Sounds great – after all, we need to do all we can to combat climate change, don’t we? Surely anything which promises to cut the amount of carbon in the atmosphere has to be a good thing?
Answering these questions isn’t as straightforward as you might think – and this is where ‘mitigation deterrence’ comes in. Technologies don’t exist in isolation, but are embedded within technological, social, economic and political systems. We can’t just think of new carbon reduction technologies as adding an extra wedge of reductions, we need to think about the effects on the system as a whole. In particular, we need to ask whether these technologies have an effect on efforts to tackle climate change through reducing emissions at source. They might deter other mitigation efforts: hence ‘mitigation deterrence’.
We are all familiar with the idea behind mitigation deterrence from everyday life. You might eat an extra doughnut because you’ve been to the gym, thereby sabotaging your prospects of losing weight. If your lovely new bike is insured, you might be a bit less careful about locking it up – insurers and economists call this ‘moral hazard’.
For climate technologies, mitigation deterrence could take a number of forms. The mere promise of these new technologies, even though they are not yet proven at scale, might offer politicians a reason to delay some good old-fashioned emissions reduction, particularly if it helps them to avoid difficult decisions (like, say, taxing high-emission vehicles). Research investment, from the private or public sector, might be diverted into these new technologies, lessening the funds available for other climate mitigation measures. At the most fundamental level, some would say that talking up new technologies distracts us from examining whether climate change can indeed be solved while we cling to the dogma of economic growth.
Or could it work the other way? Perhaps the promise of new technologies might draw agnostic investors into climate finance. Perhaps a carefully-designed carbon market could benefit all carbon reduction technologies.
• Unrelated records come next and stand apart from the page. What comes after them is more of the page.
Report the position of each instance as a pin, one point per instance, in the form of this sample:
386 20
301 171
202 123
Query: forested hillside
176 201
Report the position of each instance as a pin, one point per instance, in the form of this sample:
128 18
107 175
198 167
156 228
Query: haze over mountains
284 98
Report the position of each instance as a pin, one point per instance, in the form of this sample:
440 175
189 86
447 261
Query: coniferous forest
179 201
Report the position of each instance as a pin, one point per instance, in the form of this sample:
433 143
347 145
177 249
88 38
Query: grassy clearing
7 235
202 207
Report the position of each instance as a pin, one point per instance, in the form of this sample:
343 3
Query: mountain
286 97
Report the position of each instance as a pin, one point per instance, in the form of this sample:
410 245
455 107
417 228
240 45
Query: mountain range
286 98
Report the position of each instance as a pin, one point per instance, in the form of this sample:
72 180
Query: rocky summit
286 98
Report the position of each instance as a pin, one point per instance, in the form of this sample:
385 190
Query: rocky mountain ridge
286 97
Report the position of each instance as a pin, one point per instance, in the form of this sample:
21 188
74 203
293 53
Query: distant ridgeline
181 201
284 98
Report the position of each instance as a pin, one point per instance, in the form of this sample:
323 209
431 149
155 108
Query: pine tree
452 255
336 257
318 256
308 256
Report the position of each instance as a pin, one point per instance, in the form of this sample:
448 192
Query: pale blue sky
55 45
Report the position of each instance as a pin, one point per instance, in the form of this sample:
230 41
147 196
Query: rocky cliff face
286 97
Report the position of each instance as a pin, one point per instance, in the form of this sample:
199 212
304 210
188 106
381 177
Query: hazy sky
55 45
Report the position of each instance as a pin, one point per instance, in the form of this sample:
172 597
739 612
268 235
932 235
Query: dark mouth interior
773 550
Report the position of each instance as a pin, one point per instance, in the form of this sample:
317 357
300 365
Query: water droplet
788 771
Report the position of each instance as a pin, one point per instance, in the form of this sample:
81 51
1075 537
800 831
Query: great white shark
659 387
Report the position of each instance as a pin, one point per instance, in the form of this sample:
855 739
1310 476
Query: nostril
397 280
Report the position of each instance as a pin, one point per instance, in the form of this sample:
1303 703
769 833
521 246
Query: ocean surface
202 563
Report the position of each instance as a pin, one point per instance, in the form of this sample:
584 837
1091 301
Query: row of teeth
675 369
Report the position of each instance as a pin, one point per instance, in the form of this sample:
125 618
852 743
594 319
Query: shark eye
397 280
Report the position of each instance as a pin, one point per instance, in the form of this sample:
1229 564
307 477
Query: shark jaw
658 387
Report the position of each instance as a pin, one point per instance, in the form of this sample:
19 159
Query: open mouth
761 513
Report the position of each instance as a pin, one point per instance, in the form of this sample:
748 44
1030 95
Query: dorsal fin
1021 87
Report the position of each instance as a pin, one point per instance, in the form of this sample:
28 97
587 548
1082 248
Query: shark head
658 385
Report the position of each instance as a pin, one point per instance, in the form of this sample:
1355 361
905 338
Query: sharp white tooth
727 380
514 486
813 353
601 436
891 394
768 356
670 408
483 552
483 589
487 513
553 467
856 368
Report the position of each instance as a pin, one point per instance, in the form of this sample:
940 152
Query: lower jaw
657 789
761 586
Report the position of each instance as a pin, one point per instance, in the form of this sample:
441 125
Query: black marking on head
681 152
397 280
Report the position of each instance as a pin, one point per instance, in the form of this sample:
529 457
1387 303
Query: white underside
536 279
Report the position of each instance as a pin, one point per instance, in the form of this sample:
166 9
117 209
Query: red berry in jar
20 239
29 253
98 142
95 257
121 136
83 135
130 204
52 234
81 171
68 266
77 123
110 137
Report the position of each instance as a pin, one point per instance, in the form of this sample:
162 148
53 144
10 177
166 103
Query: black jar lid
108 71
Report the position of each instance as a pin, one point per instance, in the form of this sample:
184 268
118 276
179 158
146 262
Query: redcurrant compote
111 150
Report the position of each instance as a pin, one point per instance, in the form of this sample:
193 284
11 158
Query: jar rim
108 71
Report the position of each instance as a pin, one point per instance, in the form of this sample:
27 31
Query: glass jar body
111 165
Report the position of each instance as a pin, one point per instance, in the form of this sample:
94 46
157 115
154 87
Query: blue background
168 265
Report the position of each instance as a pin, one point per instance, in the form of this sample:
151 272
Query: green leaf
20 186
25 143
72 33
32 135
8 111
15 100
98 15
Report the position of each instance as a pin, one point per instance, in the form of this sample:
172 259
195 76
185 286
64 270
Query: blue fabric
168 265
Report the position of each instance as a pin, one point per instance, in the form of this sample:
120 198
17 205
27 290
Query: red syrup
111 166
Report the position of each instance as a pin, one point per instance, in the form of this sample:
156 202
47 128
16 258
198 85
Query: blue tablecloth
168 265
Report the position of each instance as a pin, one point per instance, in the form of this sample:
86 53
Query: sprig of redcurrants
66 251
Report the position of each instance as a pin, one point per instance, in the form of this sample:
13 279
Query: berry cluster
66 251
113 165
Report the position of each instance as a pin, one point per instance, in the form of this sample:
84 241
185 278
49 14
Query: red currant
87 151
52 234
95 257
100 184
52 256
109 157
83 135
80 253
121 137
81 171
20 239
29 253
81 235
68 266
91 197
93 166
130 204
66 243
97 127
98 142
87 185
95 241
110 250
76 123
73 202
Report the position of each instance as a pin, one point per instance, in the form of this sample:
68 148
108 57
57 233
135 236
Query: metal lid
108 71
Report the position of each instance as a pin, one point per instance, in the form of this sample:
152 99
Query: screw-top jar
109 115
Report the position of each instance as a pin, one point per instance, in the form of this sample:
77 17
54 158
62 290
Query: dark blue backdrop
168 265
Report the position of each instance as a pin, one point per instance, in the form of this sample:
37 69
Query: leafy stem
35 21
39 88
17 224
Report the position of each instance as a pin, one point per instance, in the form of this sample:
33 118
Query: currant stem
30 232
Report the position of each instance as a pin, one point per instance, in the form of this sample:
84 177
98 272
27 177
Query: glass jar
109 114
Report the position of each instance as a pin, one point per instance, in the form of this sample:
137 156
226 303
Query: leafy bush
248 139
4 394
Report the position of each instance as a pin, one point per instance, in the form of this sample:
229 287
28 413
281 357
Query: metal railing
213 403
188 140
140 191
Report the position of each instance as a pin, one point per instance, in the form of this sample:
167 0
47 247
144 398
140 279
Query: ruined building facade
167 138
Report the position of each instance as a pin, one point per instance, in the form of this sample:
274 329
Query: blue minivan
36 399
Maybe providing climate hope rather than climate despair could re-energise the political debate. These potential positive feedback effects have tentatively, and rather clumsily, been called ‘mitigation galvanisation’.
So where do we stand? With colleagues at Lancaster University, I’m trying to find out. As part of the Research Councils programme I mentioned above, we will look into the question of mitigation deterrence, discussing the issue with scientists, policymakers and other stakeholders, and even trying to model its effects. We particularly want to look at whether and how greenhouse gas removal technologies could be introduced without resulting in mitigation deterrence.
No answers yet, as we’ve only just started. But our aim is a rather counter-intuitive one. By improving debates and understandings about mitigation deterrence, we want to ensure that there’s less of it about.